Kadis PUPR Badung Ida Bagus Surya Suamba, mengakui perbaikan atap bangunan Pasar Desa Adat Penarungan telah mulai dilakukan sejak beberapa hari lalu. “Iya, fokus yang kita perbaiki hanya pada bagian atapnya saja. Lapaknya tidak,” katanya, Kamis (20/8) kemarin. Rangka yang digunakan berbahan kayu. Sedangkan bagian atapnya menurut rencana bakal menggunakan genteng. Atap genteng dipilih agar tampilannya mirip dengan bangunan aslinya sebelum pasar terbakar.

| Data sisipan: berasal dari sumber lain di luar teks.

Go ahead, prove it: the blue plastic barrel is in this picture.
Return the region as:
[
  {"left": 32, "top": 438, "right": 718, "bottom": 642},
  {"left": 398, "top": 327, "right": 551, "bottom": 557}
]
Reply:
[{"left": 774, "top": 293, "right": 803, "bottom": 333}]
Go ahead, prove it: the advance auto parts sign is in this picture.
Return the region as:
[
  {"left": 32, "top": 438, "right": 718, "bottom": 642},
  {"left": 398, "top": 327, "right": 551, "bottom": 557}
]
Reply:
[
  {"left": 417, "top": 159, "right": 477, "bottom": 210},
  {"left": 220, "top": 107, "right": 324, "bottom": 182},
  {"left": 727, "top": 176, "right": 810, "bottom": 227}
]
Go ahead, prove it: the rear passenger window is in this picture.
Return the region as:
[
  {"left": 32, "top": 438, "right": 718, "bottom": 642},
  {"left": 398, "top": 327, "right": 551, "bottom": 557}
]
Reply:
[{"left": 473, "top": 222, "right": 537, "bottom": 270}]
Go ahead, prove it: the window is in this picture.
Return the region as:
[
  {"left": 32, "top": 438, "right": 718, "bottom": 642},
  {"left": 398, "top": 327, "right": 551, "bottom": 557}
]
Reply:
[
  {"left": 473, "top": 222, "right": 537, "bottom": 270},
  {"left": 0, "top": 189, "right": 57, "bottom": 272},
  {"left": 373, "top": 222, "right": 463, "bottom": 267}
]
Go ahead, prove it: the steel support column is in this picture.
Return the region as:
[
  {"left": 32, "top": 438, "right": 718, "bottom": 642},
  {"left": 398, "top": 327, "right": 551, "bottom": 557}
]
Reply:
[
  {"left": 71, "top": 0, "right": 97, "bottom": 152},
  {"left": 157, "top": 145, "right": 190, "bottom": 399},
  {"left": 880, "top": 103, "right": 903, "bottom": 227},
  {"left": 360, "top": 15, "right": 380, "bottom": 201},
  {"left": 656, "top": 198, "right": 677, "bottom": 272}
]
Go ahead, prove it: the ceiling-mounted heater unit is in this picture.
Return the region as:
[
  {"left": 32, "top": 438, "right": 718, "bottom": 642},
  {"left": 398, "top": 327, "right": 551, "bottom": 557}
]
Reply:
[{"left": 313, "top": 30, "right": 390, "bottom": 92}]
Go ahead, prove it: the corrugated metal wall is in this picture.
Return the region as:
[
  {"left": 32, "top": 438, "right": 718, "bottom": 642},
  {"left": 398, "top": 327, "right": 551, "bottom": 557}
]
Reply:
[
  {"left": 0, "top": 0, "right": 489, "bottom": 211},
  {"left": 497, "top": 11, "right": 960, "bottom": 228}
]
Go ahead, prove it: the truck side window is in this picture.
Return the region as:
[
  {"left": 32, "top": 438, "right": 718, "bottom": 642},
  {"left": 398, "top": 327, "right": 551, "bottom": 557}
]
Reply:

Disinggung berapa anggaran perbaikan, birokarat asal Tabanan itu belum bisa memastikan. “Karena perbaikan terkait bencana, biaya masih proses berjalan. Namun, perkiraan (anggaran, red) berkisar Rp 200 juta,” ungkapnya.
Sekadar mengingatkan, Pasar Desa Adat Penarungan, Kecamatan Mengwi, terbakar pada, Senin (3/8) tengah malam pukul 24.00 Wita. Penyebab kebakaran pasar tradisional yang berlokasi Banjar Dangin Peken, Desa Penarungan, Kecamatan Mengwi, Badung itu diduga akibat korsleting listrik. Ditaksir kerugian akibat kebakaran tersebut mencapai Rp 100 juta hingga Rp 150 juta.BWN-05
Dinas PUPR Badung melakukan perbaikan pasar adat Desa Adat Penarungan setelah mengalami kebakaran beberap waktu lalu.